Lombardo Riccardo, Gallo Giacomo, Stira Jordi, Turchi Beatrice, Santoro Giuseppe, Riolo Sara, Romagnoli Matteo, Cicione Antonio, Tema Giorgia, Pastore Antonio, Al Salhi Yazan, Fuschi Andrea, Franco Giorgio, Nacchia Antonio, Tubaro Andrea, De Nunzio Cosimo
Department of Urology, 'Sapienza' University of Rome, Rome, Italy.
Prostate Cancer Prostatic Dis. 2025 Mar;28(1):229-231. doi: 10.1038/s41391-024-00789-0. Epub 2024 Jan 16.
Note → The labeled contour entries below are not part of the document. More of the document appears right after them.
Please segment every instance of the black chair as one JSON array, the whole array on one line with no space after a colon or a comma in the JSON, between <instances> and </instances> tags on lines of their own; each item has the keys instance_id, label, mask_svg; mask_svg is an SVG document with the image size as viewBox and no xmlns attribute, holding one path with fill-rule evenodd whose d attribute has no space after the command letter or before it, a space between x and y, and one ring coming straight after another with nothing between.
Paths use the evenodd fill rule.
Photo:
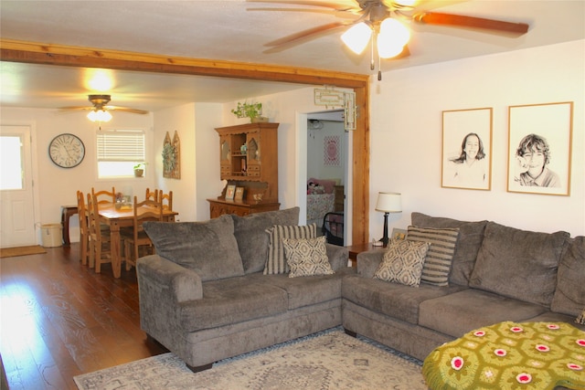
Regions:
<instances>
[{"instance_id":1,"label":"black chair","mask_svg":"<svg viewBox=\"0 0 585 390\"><path fill-rule=\"evenodd\" d=\"M344 246L344 213L327 213L323 217L323 235L329 244Z\"/></svg>"}]
</instances>

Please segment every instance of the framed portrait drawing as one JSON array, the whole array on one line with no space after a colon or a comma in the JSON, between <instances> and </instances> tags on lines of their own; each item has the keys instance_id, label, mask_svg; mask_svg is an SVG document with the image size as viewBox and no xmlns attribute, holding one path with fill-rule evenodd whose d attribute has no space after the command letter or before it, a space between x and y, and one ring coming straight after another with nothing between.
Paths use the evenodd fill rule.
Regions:
<instances>
[{"instance_id":1,"label":"framed portrait drawing","mask_svg":"<svg viewBox=\"0 0 585 390\"><path fill-rule=\"evenodd\" d=\"M234 195L236 195L236 186L235 185L228 185L226 189L226 200L234 200Z\"/></svg>"},{"instance_id":2,"label":"framed portrait drawing","mask_svg":"<svg viewBox=\"0 0 585 390\"><path fill-rule=\"evenodd\" d=\"M442 111L441 186L489 191L493 109Z\"/></svg>"},{"instance_id":3,"label":"framed portrait drawing","mask_svg":"<svg viewBox=\"0 0 585 390\"><path fill-rule=\"evenodd\" d=\"M508 192L570 194L572 118L572 101L508 107Z\"/></svg>"}]
</instances>

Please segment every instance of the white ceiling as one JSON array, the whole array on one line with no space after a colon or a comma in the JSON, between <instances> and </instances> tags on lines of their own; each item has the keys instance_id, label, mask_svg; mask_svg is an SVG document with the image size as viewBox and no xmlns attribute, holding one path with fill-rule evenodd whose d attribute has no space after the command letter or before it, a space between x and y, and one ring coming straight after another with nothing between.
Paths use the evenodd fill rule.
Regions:
<instances>
[{"instance_id":1,"label":"white ceiling","mask_svg":"<svg viewBox=\"0 0 585 390\"><path fill-rule=\"evenodd\" d=\"M348 0L344 0L348 1ZM530 25L511 38L477 31L413 25L407 58L383 60L382 71L585 38L583 0L431 1L434 11ZM454 4L453 4L454 3ZM446 6L441 6L450 4ZM437 7L437 5L439 5ZM263 8L252 10L251 8ZM275 7L279 10L269 11ZM342 31L287 50L265 54L263 45L310 27L339 21L306 5L223 1L0 0L3 38L194 58L374 74L367 54L342 47ZM561 64L559 64L561 65ZM86 85L95 69L0 62L0 105L58 108L85 105L98 90ZM233 79L112 70L112 104L154 111L190 101L223 102L303 86Z\"/></svg>"}]
</instances>

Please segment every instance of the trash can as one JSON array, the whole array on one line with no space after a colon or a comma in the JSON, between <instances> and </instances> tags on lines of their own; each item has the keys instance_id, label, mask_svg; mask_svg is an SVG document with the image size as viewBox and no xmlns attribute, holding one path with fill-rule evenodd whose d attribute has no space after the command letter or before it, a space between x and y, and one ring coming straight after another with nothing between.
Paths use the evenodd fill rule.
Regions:
<instances>
[{"instance_id":1,"label":"trash can","mask_svg":"<svg viewBox=\"0 0 585 390\"><path fill-rule=\"evenodd\" d=\"M43 242L43 247L53 248L63 245L62 229L63 227L61 227L61 224L41 224L40 237Z\"/></svg>"}]
</instances>

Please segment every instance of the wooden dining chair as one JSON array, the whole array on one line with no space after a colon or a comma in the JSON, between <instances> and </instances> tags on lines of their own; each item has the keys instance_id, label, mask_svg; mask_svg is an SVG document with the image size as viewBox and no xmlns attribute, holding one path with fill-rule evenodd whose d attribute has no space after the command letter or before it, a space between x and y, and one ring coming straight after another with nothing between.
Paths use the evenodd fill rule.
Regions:
<instances>
[{"instance_id":1,"label":"wooden dining chair","mask_svg":"<svg viewBox=\"0 0 585 390\"><path fill-rule=\"evenodd\" d=\"M101 228L98 209L98 200L94 195L88 194L88 214L90 232L90 267L96 273L101 272L101 264L111 263L110 231Z\"/></svg>"},{"instance_id":2,"label":"wooden dining chair","mask_svg":"<svg viewBox=\"0 0 585 390\"><path fill-rule=\"evenodd\" d=\"M173 210L173 191L165 194L163 190L160 190L158 199L163 205L163 210Z\"/></svg>"},{"instance_id":3,"label":"wooden dining chair","mask_svg":"<svg viewBox=\"0 0 585 390\"><path fill-rule=\"evenodd\" d=\"M107 190L96 191L91 187L91 195L95 196L98 201L98 205L103 205L104 203L116 203L116 189L112 187L112 192Z\"/></svg>"},{"instance_id":4,"label":"wooden dining chair","mask_svg":"<svg viewBox=\"0 0 585 390\"><path fill-rule=\"evenodd\" d=\"M88 209L85 206L85 198L81 191L77 192L77 211L80 218L80 259L84 266L90 259L90 230L88 227Z\"/></svg>"},{"instance_id":5,"label":"wooden dining chair","mask_svg":"<svg viewBox=\"0 0 585 390\"><path fill-rule=\"evenodd\" d=\"M162 221L163 220L163 205L160 200L145 199L138 202L138 198L134 196L134 213L133 216L133 234L123 234L124 242L124 260L126 261L126 270L130 270L131 267L136 267L136 260L141 256L140 249L145 254L154 254L154 247L150 237L143 228L143 223L145 221Z\"/></svg>"},{"instance_id":6,"label":"wooden dining chair","mask_svg":"<svg viewBox=\"0 0 585 390\"><path fill-rule=\"evenodd\" d=\"M154 189L151 191L150 188L146 188L144 199L154 200L154 202L158 201L158 190Z\"/></svg>"}]
</instances>

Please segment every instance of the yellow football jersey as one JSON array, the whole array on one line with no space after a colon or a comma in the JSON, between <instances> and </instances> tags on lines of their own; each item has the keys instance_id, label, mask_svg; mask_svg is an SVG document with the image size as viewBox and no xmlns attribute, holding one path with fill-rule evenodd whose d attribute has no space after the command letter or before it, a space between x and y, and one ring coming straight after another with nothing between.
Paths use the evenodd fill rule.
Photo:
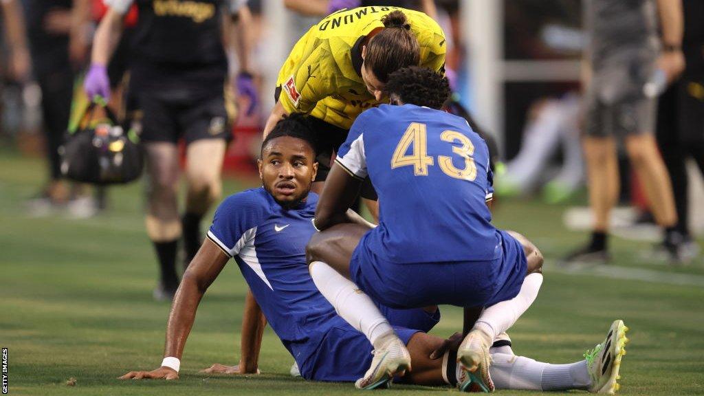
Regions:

Chat-GPT, a natural language processing (NLP) tool created by Open-AI, can potentially be used as a quick source for obtaining information related to prostate cancer. This study aims to analyze the quality and appropriateness of Chat-GPT's responses to inquiries related to prostate cancer compared to those of the European Urology Association's (EAU) 2023 prostate cancer guidelines. Overall, 195 questions were prepared according to the recommendations gathered in the prostate cancer section of the EAU 2023 Guideline. All questions were systematically presented to Chat-GPT's August 3 Version, and two expert urologists independently assessed and assigned scores ranging from 1 to 4 to each response (1: completely correct, 2: correct but inadequate, 3: a mix of correct and misleading information, and 4: completely incorrect). Sub-analysis per chapter and per grade of recommendation were performed. Overall, 195 recommendations were evaluated. Overall, 50/195 (26%) were completely correct, 51/195 (26%) correct but inadequate, 47/195 (24%) a mix of correct and misleading and 47/195 (24%) incorrect. When looking at different chapters Open AI was particularly accurate in answering questions on follow-up and QoL. Worst performance was recorded for the diagnosis and treatment chapters with respectively 19% and 30% of the answers completely incorrect. When looking at the strength of recommendation, no differences in terms of accuracy were recorded when comparing weak and strong recommendations (p > 0,05). Chat-GPT has a poor accuracy when answering questions on the PCa EAU guidelines recommendations. Future studies should assess its performance after adequate training.
Chat-GPT是OpenAI创建的一种自然语言处理(NLP)工具,有可能被用作获取前列腺癌相关信息的快速来源。本研究旨在分析Chat-GPT对前列腺癌相关询问的回答质量和适当性,并与欧洲泌尿外科学会(EAU)2023年前列腺癌指南的回答进行比较。总体而言,根据EAU 2023年指南前列腺癌章节中收集的建议准备了195个问题。所有问题都系统地提交给Chat-GPT的8月3日版本,两位泌尿外科专家独立评估并为每个回答分配1至4分(1:完全正确;2:正确但不充分;3:正确信息与误导性信息混合;4:完全错误)。对每个章节和每个推荐等级进行了亚分析。总体而言,评估了195条推荐。总体而言,195条中有50条(26%)完全正确,51条(26%)正确但不充分,47条(24%)正确信息与误导性信息混合,47条(24%)错误。在查看不同章节时,OpenAI在回答随访和生活质量问题方面特别准确。诊断和治疗章节的表现最差,分别有19%和30%的答案完全错误。在查看推荐强度时,比较弱推荐和强推荐时,在准确性方面没有差异(p>0.05)。Chat-GPT在回答关于前列腺癌EAU指南推荐的问题时准确性较差。未来的研究应在充分训练后评估其性能。